小説を書くための取材で、一度刑務所である死刑囚と面会をしたことがある。
彼の言い分は自己中心的で、独善的で、責任逃れを続けていた。私に言っても無駄なのだが、彼女はどうあっても、目の前に人が来たら、とりあえず言い訳をするらしい。
彼女の罪は、既婚男性を襲撃、身体の一部を切り取り、それを本人が生きている前で切り刻み、さらに本人の体に一日一度切り傷を入れた。栄養注射をいれつつの犯行であり、被害者は長期間苦しめられ続けた上で殺されている。そんなことを10年間、37件も行っていた。
何が恐ろしいか、“バレずに”“10年もの間”“37人もの人間に対して”犯行を行っていたことである。
実際に殺害されたのは35名、生き残った内1名は精神異常をきたし自殺、残った一名も廃人同然になったとのことである。この二名は同時に捕縛された被害者で、今も生きている被害者はもう1名の苦しむさまをまざまざと見せつけられたという。
犯行動機は「泥棒猫に惑わされる男が気に入らなかった」「間違いをただすため」と容疑は認めたものの、到底理解できないものだった。
それを基に私は、「パラノイア」を書いた。一人の女性がレイプに遭った直後から話は始まる。徐々に彼女は壊れていき、周りの男全てを信用できなくなる。そして、最後には凶行に至る。パラノイアとは、偏執病のことである。この作品では、彼女が自らの妄想にとらわれ、次々殺人を犯すさまを書いた。この作品は私の作品の中では唯一のサイコ・サスペンスであり、かなりの評価を得た・・・と自分で言うのもなんなのだが…ものである。実際名前が売れていたからもあるが、それでも私の作品が世に出るきっかけとなった作品の倍近く売れているのだから、自信をもって代表作といえるだろう・・・作風にはあっていないが。
もちろん、想像でえがいたものなので、ほぼフィクションのようなものである。殺害に至るまでの経緯・・・誘拐や監禁、そして方法も、全て私が勝手に考えたものである。ヒントはあったが。
作品レビューの中には、「作者が恐ろしい」といったものもあった。推理小説やホラーを書く人からすれば、それは素直に誉め言葉として受け取るのだろうが、私はそれを、私の内面にある残虐性(気づいていない深さにいて、何らかの拍子に現れてしまいそうなもの)に対したものなのかと恐怖した。
私はこんなことを思いついてしまう、それだけで。自らの作品で、人を殺してしまうかもしれない。
後にも先にも、私はサスペンスやホラーを書かなくなった。それは、この作品が原因である。
私は、出来るだけ多くの人が、彼らなりの幸せを感じながら暮らせることを願っている。
だから、私の作品は日常をイメージした、青春群像劇や初恋、もしくはコメディ、児童小説を書いていた。
書いている途中で、ふと思うのだ。このキャラクターがここで、振られるとしたら。ひっぱたくとしたら。万引きしたら。他人を貶めたら。犯罪を犯したら…。もっと、面白くなるんじゃないか、と。
私は私の面白い作品を書く気はさらさらなかった。他人に楽しんでもらえる作品を書きたかった。
悲劇はできるだけ避けた。それが一番話を盛り上げるとしても、私はすべてハッピーエンドにしたかった。 しかし。 あの時あの作品で、書くのをやめていたら。
今の私は。
話が終わっても、日常は続く。告白に成功しても、翌日には別れるかもしれない。人を助けても、次の瞬間はトラックに轢かれるかもしれない。
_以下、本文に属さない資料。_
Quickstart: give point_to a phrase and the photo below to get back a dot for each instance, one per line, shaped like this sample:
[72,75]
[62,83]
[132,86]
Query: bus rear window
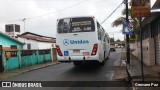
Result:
[74,25]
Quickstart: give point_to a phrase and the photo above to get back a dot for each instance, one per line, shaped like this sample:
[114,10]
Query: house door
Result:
[156,29]
[1,63]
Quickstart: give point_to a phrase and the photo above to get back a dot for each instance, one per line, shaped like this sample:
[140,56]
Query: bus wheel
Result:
[77,63]
[102,63]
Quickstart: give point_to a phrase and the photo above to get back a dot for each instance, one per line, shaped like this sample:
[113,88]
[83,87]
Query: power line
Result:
[48,13]
[59,10]
[113,11]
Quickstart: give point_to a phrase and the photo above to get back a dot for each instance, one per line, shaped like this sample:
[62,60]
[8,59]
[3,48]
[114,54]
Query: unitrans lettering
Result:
[79,41]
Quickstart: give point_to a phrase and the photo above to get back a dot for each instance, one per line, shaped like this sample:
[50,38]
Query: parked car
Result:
[112,49]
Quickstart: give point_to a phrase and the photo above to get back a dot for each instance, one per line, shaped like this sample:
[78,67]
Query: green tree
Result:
[111,39]
[119,21]
[118,40]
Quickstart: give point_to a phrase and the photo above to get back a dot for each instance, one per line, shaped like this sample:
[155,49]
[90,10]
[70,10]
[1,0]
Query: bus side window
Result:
[99,31]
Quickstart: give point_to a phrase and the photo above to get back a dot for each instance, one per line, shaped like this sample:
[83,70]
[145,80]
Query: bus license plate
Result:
[76,51]
[86,54]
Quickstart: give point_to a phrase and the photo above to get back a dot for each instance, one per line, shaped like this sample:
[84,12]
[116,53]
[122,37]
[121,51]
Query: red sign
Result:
[140,8]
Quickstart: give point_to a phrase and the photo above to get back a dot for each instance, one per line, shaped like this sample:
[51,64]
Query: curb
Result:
[36,68]
[31,69]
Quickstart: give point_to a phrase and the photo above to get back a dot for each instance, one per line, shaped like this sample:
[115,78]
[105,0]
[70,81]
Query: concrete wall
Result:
[6,42]
[148,51]
[36,44]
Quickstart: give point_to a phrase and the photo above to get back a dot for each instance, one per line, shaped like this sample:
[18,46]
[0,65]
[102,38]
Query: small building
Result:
[12,29]
[8,43]
[35,41]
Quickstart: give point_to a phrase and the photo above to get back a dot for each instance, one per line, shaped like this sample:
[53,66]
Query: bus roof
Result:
[75,17]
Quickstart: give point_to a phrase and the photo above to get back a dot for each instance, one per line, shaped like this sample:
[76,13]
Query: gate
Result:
[1,62]
[156,30]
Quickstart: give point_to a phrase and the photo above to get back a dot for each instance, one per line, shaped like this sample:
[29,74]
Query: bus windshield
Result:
[74,25]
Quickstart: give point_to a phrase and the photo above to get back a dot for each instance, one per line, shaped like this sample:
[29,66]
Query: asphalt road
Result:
[68,72]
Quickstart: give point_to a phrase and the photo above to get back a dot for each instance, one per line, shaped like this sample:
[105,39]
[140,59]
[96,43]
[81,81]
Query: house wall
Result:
[6,42]
[36,44]
[148,51]
[45,45]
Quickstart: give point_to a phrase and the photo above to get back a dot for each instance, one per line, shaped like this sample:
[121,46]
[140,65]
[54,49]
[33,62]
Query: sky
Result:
[41,15]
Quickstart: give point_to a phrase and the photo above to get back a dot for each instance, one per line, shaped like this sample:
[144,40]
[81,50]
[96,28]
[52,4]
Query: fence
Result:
[14,59]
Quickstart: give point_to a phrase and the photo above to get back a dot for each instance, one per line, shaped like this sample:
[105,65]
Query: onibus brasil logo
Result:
[67,42]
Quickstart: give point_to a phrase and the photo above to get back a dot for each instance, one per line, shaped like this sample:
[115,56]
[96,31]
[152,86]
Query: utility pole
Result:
[127,36]
[24,23]
[24,28]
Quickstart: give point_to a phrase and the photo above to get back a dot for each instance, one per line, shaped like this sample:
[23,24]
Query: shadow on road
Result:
[87,67]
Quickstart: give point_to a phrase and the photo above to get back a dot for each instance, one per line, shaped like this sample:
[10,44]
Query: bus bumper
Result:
[77,58]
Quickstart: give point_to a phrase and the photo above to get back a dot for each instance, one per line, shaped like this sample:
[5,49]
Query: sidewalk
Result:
[151,73]
[7,74]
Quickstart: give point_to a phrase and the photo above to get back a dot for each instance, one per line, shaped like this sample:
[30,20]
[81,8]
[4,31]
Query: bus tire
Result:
[102,63]
[77,63]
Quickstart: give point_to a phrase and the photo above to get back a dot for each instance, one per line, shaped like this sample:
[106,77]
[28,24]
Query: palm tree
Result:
[119,21]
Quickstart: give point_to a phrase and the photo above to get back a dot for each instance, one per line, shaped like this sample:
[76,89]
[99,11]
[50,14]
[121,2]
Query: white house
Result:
[35,41]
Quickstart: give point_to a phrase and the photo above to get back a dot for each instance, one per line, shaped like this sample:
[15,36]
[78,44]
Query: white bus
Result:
[81,39]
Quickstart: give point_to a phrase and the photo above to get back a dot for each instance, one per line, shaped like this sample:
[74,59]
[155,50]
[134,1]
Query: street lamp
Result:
[24,28]
[24,23]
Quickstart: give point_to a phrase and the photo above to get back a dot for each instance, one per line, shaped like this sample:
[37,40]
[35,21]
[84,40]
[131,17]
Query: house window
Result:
[28,46]
[13,46]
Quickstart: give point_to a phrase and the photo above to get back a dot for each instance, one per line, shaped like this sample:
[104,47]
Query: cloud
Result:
[46,25]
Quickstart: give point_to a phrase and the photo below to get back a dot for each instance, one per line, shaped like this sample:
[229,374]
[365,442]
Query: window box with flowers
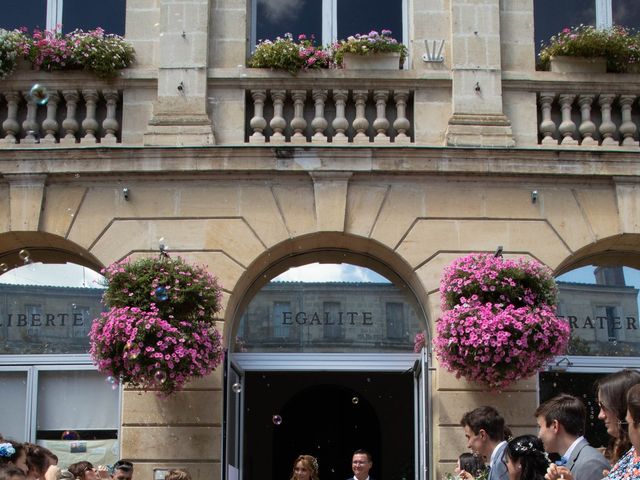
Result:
[586,49]
[498,323]
[49,50]
[159,331]
[371,51]
[285,53]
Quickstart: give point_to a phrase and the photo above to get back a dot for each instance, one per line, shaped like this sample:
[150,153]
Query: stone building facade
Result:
[246,171]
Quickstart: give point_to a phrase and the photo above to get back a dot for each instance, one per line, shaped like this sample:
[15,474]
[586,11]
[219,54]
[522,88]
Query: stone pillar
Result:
[478,118]
[180,112]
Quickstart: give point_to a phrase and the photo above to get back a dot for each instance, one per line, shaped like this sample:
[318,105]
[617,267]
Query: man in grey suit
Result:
[561,425]
[484,430]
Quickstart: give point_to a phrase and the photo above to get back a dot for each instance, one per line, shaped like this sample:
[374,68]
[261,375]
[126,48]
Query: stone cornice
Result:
[217,160]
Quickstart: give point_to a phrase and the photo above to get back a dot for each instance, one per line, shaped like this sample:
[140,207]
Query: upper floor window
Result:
[549,19]
[327,20]
[71,14]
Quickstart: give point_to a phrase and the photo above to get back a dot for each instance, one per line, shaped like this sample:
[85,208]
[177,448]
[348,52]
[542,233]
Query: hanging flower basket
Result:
[498,324]
[159,331]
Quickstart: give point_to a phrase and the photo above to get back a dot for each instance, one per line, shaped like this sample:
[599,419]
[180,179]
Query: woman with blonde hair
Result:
[305,468]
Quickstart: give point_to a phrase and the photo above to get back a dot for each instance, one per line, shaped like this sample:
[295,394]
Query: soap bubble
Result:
[160,376]
[161,294]
[39,94]
[24,255]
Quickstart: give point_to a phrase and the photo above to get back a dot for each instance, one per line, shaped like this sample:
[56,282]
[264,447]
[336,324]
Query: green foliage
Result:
[369,44]
[616,44]
[10,42]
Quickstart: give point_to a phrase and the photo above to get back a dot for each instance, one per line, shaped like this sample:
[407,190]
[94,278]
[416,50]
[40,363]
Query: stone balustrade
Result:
[338,116]
[81,115]
[571,117]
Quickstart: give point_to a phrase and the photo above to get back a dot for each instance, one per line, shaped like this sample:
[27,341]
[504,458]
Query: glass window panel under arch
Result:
[601,305]
[348,309]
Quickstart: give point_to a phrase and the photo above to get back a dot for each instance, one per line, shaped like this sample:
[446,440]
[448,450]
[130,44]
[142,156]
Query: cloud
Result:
[330,272]
[54,275]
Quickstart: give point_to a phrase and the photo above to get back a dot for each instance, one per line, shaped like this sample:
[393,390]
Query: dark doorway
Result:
[328,415]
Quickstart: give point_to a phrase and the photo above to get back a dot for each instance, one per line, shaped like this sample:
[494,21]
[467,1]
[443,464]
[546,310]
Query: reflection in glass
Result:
[110,16]
[274,18]
[48,308]
[626,13]
[329,308]
[362,16]
[549,19]
[24,13]
[601,306]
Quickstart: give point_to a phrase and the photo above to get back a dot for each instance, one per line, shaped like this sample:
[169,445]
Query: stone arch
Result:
[325,247]
[623,249]
[43,247]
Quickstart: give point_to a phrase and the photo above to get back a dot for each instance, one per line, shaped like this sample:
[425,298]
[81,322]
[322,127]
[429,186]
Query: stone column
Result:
[478,118]
[180,112]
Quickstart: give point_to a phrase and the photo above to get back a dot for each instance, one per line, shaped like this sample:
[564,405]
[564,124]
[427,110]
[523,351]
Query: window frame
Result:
[329,23]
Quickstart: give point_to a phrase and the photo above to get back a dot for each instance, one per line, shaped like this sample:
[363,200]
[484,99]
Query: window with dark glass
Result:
[395,320]
[326,20]
[71,14]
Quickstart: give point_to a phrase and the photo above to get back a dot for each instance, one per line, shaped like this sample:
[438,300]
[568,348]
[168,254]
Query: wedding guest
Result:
[470,466]
[561,422]
[484,429]
[13,453]
[628,466]
[83,471]
[526,459]
[178,474]
[305,467]
[11,472]
[122,470]
[612,400]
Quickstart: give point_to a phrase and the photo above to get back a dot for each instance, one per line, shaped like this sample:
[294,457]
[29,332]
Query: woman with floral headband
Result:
[305,468]
[526,459]
[13,453]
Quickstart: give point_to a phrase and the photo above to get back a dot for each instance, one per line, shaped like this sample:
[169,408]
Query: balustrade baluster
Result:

世の中は不確定なことの方が多いし、ドラマティックなエンディングしかないわけじゃない。
書けなくなったのは、そんなことを考え出したから・・・違うとは思うが、断言はできない。
カチカチ山では、ウサギが狸をだまし、最後には泥船に乗せて溺死させた。それは教訓で、悪いことをするとひどい目に合うから、悪いことはしてはいけない、という教訓を伝えている。
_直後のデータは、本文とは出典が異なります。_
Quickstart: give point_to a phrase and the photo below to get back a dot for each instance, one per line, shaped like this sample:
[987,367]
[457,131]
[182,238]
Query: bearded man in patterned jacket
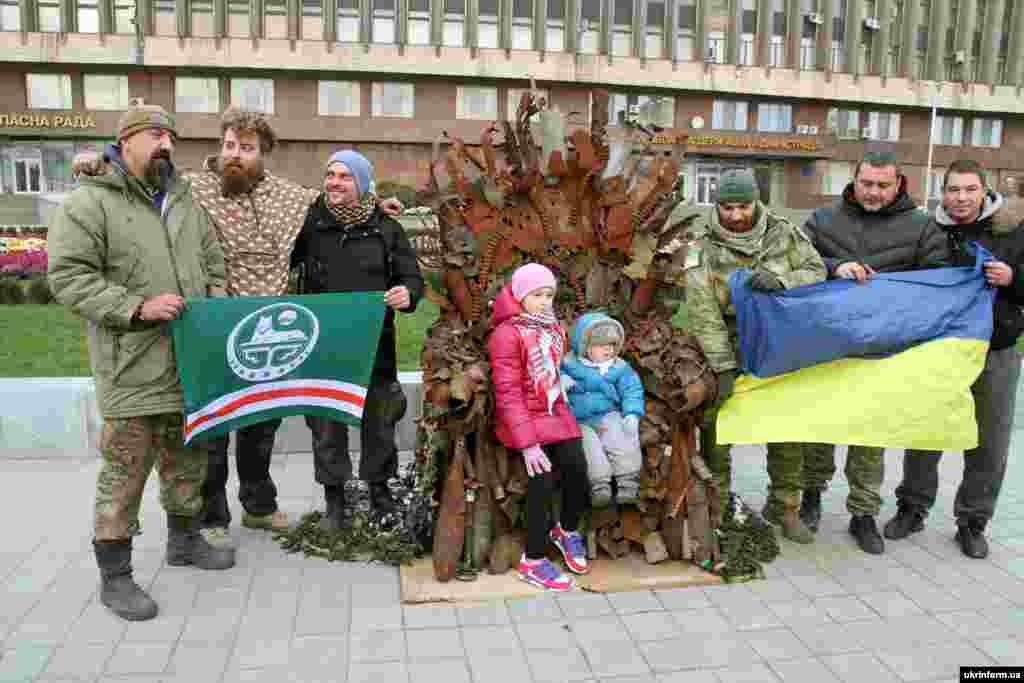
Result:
[257,217]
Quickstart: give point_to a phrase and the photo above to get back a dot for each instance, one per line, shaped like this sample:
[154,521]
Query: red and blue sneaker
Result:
[572,547]
[545,574]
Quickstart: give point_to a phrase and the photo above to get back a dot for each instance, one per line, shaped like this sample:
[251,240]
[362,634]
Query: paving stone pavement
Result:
[826,611]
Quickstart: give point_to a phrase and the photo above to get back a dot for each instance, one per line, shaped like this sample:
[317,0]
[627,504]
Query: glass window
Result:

近年の作品では、狸が心を入れ替えるから助けておくれ、と、最後は狸が生きていることの方が多い。
狸がもし、改心していなかったら、ウサギはどうするのだろうか。もし、狸が快楽殺人者で、うわべでつぐない、その後も犯罪を続けたとしたら…
つくづく、私には想像力のないことが分かる出来事が多く起こる。なぜ?どうして?
理由なんてない物の方が、世の中には多いのだろう。それでも。
私が次に書く物語は、やはりハッピーエンドになるのだろう。